VATICAN CITY - Pope Francis on Tuesday
announced sweeping changes to the way the Roman Catholic Church
deals with cases of sexual abuse of minors, abolishing the rule
of "pontifical secrecy" that previously covered them.
Advocates for the victims of a sex abuse scandal that has
rocked the church for nearly two decades applauded the move as
being long overdue but said it had to be applied broadly.
Two documents issued by the pope back practices that have
been in place in some countries, particularly the United States,
such as reporting suspicion of sex abuse to civil authorities
where required by law.
The documents, which put the practices into universal Church
law, also forbid imposing an obligation of silence on those who
report sex abuse or allege they have been a victim.
"This is an epochal decision," Archbishop Charles Scicluna
of Malta and the Vatican's most experienced sex abuse
investigator, told Vatican Radio.
The lifting of "pontifical secrecy" in sex abuse
investigations was a key demand by Church leaders, including
Scicluna and German Cardinal Reinhard Marx, at a summit on
sexual abuse held at the Vatican in February.
They argued that secrecy in cases of sexual abuse of minors
was outdated and some Church officials were hiding behind it
instead of cooperating with authorities.
LOWER LEVEL OF CONFIDENTIALITY
The new rules effectively strip internal Church proceedings,
evidence and tribunal decisions of the secrecy protection they
previously enjoyed.
This, victims groups have said, will allow for more
transparency and sharing of information with authorities while
keeping a lower level of confidentiality similar to civil legal
structures.
Marie Collins, who was abused by a priest in her native
Ireland as a girl and resigned in frustration from a papal
commission on abuse because of what she saw as Vatican
resistance, Tweeted that the changes were "Excellent news ... at
last a real and positive change."
Anne Barrett-Doyle, co-director of the U.S. based abuse
documentation group BishopAccountability.org, said the pope had
taken "an overdue and desperately needed step" but that its
impact will be determined by how broadly it is applied.
Scicluna said the new provisions open up ways to
communicate with victims and cooperate with the state.
"Certain jurisdictions would have easily quoted the
pontifical secret ... to say that they could not, and that they
were not, authorized to share information with either state
authorities or the victims," Scicluna said.
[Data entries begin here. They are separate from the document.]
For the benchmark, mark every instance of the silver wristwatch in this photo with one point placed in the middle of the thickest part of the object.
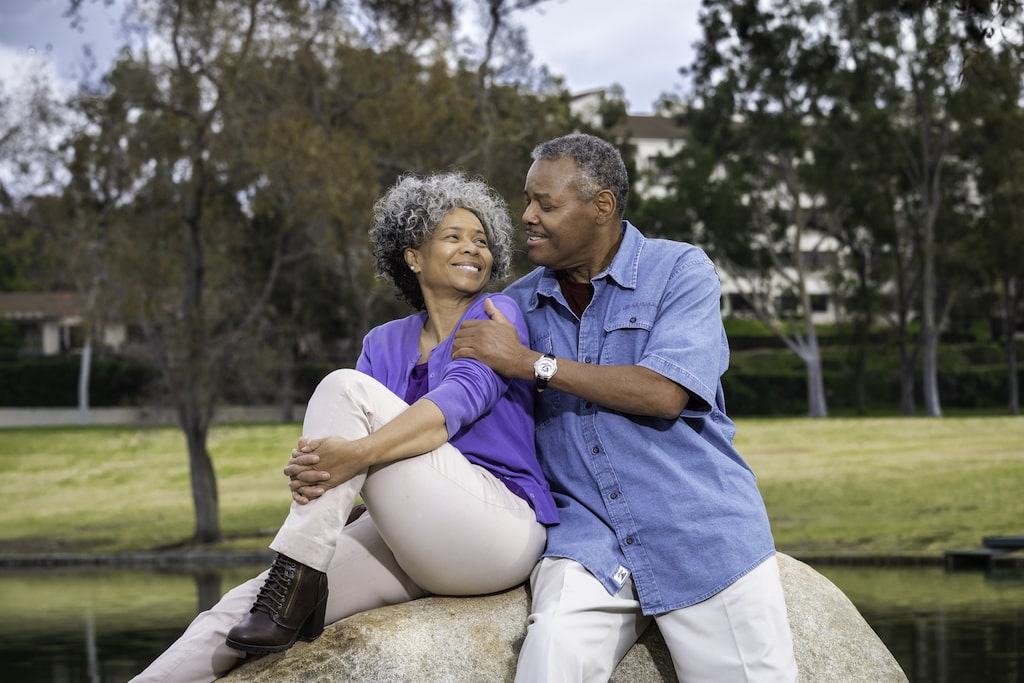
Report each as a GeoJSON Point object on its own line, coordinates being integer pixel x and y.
{"type": "Point", "coordinates": [544, 370]}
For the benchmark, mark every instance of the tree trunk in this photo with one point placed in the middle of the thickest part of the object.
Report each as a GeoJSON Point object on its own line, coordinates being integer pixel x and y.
{"type": "Point", "coordinates": [83, 381]}
{"type": "Point", "coordinates": [203, 477]}
{"type": "Point", "coordinates": [1010, 302]}
{"type": "Point", "coordinates": [906, 375]}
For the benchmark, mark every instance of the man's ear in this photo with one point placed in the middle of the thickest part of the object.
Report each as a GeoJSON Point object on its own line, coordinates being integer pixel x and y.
{"type": "Point", "coordinates": [605, 203]}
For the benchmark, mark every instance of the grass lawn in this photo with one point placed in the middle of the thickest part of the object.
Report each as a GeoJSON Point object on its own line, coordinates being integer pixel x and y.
{"type": "Point", "coordinates": [833, 486]}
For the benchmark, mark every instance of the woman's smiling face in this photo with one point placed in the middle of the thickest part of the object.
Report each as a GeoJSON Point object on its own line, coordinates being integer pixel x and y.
{"type": "Point", "coordinates": [456, 257]}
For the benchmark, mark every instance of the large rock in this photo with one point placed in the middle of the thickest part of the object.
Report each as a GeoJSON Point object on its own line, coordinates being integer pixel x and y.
{"type": "Point", "coordinates": [475, 640]}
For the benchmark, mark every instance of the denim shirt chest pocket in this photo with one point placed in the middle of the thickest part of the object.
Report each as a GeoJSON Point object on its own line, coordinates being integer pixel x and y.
{"type": "Point", "coordinates": [548, 402]}
{"type": "Point", "coordinates": [626, 333]}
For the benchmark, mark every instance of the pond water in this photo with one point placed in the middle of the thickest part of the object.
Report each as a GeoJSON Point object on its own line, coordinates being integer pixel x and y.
{"type": "Point", "coordinates": [103, 626]}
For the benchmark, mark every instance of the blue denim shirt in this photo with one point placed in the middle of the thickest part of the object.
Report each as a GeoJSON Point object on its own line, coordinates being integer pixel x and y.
{"type": "Point", "coordinates": [669, 501]}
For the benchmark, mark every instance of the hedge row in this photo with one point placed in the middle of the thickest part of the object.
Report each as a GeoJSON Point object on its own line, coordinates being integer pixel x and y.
{"type": "Point", "coordinates": [785, 392]}
{"type": "Point", "coordinates": [761, 384]}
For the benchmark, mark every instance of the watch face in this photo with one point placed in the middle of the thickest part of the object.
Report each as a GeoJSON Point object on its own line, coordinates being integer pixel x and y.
{"type": "Point", "coordinates": [545, 367]}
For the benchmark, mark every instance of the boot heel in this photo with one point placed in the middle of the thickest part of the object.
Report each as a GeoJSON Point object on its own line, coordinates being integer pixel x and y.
{"type": "Point", "coordinates": [313, 626]}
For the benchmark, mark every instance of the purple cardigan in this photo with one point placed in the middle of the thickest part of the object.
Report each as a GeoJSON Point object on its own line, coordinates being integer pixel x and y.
{"type": "Point", "coordinates": [489, 419]}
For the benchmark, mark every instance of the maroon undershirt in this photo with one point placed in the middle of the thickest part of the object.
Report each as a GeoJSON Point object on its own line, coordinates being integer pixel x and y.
{"type": "Point", "coordinates": [577, 294]}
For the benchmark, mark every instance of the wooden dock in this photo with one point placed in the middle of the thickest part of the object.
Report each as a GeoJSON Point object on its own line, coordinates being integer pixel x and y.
{"type": "Point", "coordinates": [996, 552]}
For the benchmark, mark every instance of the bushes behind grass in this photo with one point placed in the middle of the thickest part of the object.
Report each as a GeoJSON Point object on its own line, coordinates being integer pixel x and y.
{"type": "Point", "coordinates": [764, 379]}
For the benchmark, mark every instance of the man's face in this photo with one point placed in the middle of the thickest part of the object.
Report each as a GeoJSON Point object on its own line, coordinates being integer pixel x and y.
{"type": "Point", "coordinates": [559, 226]}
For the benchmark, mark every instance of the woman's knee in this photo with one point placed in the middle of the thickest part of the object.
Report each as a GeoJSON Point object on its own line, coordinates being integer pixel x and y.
{"type": "Point", "coordinates": [338, 381]}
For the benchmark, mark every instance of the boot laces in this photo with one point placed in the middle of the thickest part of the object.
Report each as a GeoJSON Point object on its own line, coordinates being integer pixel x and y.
{"type": "Point", "coordinates": [271, 596]}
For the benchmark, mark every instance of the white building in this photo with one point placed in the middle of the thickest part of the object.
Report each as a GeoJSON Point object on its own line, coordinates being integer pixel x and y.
{"type": "Point", "coordinates": [50, 324]}
{"type": "Point", "coordinates": [659, 135]}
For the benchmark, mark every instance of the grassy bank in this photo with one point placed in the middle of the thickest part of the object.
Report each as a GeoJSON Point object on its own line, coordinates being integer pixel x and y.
{"type": "Point", "coordinates": [887, 485]}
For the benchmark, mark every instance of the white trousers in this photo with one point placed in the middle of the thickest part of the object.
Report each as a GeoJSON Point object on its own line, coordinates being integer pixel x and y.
{"type": "Point", "coordinates": [436, 524]}
{"type": "Point", "coordinates": [578, 632]}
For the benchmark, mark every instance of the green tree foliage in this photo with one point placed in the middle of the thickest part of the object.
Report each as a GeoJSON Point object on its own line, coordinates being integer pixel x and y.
{"type": "Point", "coordinates": [222, 181]}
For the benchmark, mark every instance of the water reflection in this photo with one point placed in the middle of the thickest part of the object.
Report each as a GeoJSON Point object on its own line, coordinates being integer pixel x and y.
{"type": "Point", "coordinates": [103, 626]}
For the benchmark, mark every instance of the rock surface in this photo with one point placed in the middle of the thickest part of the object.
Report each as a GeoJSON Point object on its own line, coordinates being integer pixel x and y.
{"type": "Point", "coordinates": [476, 640]}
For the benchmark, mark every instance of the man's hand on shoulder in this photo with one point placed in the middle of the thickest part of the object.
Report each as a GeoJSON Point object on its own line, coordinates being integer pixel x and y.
{"type": "Point", "coordinates": [494, 342]}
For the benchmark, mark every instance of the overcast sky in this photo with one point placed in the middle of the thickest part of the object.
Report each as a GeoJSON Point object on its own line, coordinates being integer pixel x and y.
{"type": "Point", "coordinates": [639, 44]}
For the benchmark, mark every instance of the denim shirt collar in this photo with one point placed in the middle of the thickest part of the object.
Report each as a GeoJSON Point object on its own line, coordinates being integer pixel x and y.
{"type": "Point", "coordinates": [624, 269]}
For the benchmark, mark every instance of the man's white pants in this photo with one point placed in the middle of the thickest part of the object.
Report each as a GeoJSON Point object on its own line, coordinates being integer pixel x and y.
{"type": "Point", "coordinates": [578, 632]}
{"type": "Point", "coordinates": [436, 524]}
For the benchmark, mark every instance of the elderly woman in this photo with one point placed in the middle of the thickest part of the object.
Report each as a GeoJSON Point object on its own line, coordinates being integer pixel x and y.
{"type": "Point", "coordinates": [441, 451]}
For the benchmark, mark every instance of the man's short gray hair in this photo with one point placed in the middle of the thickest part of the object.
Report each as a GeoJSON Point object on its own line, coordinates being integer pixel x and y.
{"type": "Point", "coordinates": [600, 165]}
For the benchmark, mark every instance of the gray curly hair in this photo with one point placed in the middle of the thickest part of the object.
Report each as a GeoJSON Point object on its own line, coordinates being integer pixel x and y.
{"type": "Point", "coordinates": [410, 211]}
{"type": "Point", "coordinates": [599, 163]}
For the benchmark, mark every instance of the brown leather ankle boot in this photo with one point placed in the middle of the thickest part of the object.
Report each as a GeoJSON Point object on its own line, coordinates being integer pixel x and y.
{"type": "Point", "coordinates": [290, 605]}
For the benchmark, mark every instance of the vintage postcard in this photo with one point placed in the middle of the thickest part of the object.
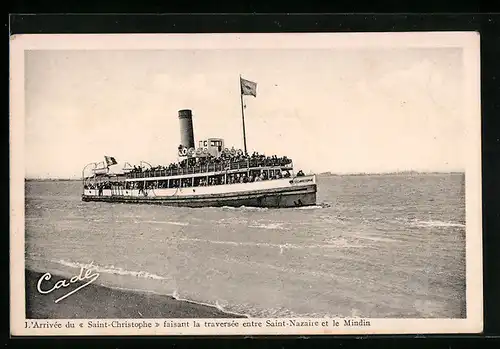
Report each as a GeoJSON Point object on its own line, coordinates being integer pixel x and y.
{"type": "Point", "coordinates": [245, 184]}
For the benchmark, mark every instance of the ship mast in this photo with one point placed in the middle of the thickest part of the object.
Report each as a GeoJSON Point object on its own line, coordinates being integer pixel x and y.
{"type": "Point", "coordinates": [243, 118]}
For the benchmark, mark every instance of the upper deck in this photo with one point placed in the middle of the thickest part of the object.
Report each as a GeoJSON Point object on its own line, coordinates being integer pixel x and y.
{"type": "Point", "coordinates": [227, 166]}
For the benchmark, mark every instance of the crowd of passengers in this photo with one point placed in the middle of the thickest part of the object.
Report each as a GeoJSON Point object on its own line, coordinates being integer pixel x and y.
{"type": "Point", "coordinates": [225, 159]}
{"type": "Point", "coordinates": [233, 178]}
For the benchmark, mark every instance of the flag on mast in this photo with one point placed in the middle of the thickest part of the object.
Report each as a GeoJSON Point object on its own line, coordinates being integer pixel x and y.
{"type": "Point", "coordinates": [248, 87]}
{"type": "Point", "coordinates": [110, 161]}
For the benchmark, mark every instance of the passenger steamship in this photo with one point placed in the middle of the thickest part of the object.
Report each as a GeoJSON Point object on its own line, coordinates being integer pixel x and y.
{"type": "Point", "coordinates": [207, 175]}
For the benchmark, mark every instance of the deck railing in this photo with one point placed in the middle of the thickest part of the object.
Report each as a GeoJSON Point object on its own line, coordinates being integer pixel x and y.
{"type": "Point", "coordinates": [214, 167]}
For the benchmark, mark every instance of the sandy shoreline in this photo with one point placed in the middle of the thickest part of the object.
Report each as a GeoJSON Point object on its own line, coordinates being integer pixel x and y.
{"type": "Point", "coordinates": [99, 302]}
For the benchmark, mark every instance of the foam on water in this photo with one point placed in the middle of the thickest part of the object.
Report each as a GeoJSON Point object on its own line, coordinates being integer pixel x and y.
{"type": "Point", "coordinates": [244, 208]}
{"type": "Point", "coordinates": [436, 224]}
{"type": "Point", "coordinates": [110, 270]}
{"type": "Point", "coordinates": [271, 226]}
{"type": "Point", "coordinates": [333, 244]}
{"type": "Point", "coordinates": [164, 222]}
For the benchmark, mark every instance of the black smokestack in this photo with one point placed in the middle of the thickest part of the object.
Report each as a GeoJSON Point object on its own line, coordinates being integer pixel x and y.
{"type": "Point", "coordinates": [186, 123]}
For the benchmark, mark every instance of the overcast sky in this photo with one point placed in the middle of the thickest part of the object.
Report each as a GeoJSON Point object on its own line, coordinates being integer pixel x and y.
{"type": "Point", "coordinates": [339, 110]}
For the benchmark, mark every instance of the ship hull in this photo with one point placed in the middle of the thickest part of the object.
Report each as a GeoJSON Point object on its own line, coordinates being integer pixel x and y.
{"type": "Point", "coordinates": [279, 197]}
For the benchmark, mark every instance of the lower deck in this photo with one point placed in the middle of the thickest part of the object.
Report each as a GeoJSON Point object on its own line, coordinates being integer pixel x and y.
{"type": "Point", "coordinates": [300, 191]}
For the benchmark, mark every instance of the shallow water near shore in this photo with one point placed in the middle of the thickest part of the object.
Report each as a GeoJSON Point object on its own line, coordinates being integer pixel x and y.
{"type": "Point", "coordinates": [374, 246]}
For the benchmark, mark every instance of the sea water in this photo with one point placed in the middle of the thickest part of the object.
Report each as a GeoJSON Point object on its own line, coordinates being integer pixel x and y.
{"type": "Point", "coordinates": [374, 246]}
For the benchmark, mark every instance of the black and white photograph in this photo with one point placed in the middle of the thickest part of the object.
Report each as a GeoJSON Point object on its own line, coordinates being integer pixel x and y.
{"type": "Point", "coordinates": [246, 183]}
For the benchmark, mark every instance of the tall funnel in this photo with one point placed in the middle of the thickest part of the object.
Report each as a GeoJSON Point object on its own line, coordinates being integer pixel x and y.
{"type": "Point", "coordinates": [186, 123]}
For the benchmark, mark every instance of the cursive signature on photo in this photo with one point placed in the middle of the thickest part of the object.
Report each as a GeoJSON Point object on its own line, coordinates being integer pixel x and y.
{"type": "Point", "coordinates": [86, 273]}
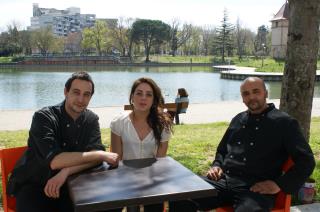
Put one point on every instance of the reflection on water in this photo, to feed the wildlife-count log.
(31, 89)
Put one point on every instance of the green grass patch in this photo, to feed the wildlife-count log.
(193, 145)
(5, 59)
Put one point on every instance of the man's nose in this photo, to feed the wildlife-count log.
(80, 98)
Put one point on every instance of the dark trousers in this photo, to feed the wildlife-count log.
(231, 192)
(32, 198)
(146, 208)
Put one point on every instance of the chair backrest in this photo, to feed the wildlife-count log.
(9, 158)
(283, 200)
(182, 106)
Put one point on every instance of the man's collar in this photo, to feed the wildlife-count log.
(268, 109)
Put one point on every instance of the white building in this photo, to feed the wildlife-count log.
(279, 31)
(62, 21)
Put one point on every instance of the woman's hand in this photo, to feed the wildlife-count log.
(214, 173)
(52, 188)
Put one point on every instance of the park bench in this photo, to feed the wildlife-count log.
(174, 109)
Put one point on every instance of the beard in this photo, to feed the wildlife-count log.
(256, 106)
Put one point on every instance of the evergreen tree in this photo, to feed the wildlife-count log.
(224, 39)
(261, 39)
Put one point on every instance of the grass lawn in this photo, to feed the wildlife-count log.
(192, 145)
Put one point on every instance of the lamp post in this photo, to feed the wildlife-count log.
(263, 52)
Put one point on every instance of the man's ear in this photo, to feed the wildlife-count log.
(267, 94)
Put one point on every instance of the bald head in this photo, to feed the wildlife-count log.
(254, 94)
(256, 80)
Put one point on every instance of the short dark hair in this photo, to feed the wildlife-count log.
(182, 92)
(81, 75)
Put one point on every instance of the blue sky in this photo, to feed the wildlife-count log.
(252, 13)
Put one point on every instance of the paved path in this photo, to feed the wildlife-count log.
(196, 113)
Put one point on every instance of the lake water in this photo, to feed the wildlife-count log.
(31, 89)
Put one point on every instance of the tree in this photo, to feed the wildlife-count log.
(121, 35)
(151, 33)
(72, 43)
(261, 39)
(208, 34)
(96, 38)
(179, 37)
(241, 35)
(43, 39)
(224, 40)
(26, 41)
(300, 69)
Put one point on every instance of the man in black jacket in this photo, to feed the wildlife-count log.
(247, 168)
(63, 139)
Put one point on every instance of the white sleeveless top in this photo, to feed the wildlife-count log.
(132, 146)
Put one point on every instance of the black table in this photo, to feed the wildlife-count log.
(135, 182)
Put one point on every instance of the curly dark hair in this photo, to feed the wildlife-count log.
(157, 118)
(81, 75)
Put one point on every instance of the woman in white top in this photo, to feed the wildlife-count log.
(144, 132)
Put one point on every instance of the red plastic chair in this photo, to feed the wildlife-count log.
(283, 200)
(9, 158)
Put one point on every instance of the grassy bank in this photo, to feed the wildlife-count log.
(192, 145)
(269, 64)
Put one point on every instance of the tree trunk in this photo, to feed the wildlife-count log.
(301, 64)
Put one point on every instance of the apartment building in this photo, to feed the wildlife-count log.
(62, 22)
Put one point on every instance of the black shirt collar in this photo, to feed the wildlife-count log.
(67, 117)
(263, 113)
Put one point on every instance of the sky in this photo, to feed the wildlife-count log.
(251, 13)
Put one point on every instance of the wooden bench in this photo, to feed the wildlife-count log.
(172, 108)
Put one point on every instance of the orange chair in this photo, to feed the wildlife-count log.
(283, 200)
(9, 158)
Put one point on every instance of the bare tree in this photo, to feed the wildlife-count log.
(178, 37)
(300, 69)
(241, 37)
(121, 35)
(207, 37)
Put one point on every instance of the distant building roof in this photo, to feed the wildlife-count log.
(283, 13)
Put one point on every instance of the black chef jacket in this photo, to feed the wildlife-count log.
(255, 147)
(53, 131)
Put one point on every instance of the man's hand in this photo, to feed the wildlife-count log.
(52, 188)
(265, 187)
(111, 158)
(214, 173)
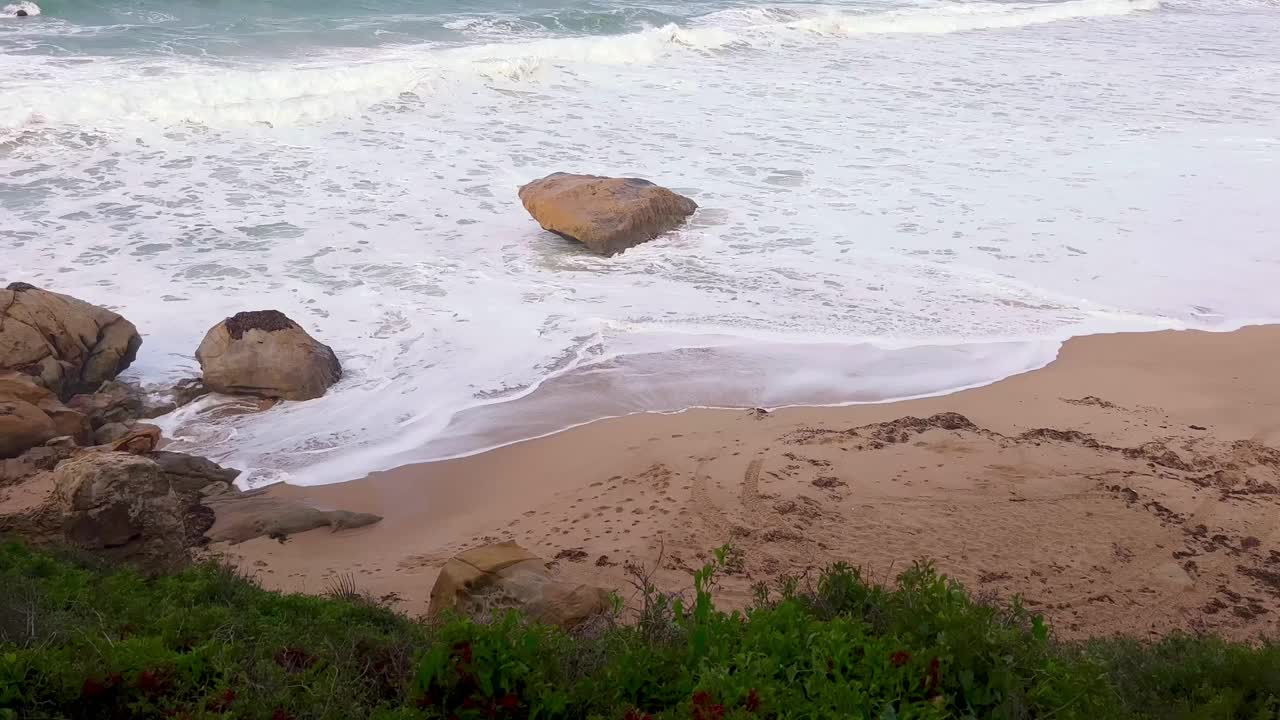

"Now that impediment, we might call it that way, has been
lifted, and the pontifical secret is no more an excuse," he
said.
One of the documents also raises to 18 or under from 14 or
under the age that pictures of individuals can be considered
child pornography "for purposes of sexual gratification, by
whatever means or using whatever technology".
Last year, a Vatican court sentenced a Catholic priest to
five years in jail for possessing child pornography while he was
based in the United States as a diplomat.
On Tuesday, the pope accepted the resignation of Archbishop
Luigi Ventura, the Holy See's ambassador to France, who has been
accused of sexual molestation.
The Catholic Church has been hit by scandal involving the
sexual abuse of children by priests around the world in the past
20 years. Francis has vowed zero tolerance for offenders but
victims of abuse want him to do more and make bishops who
allegedly covered up the abuse accountable.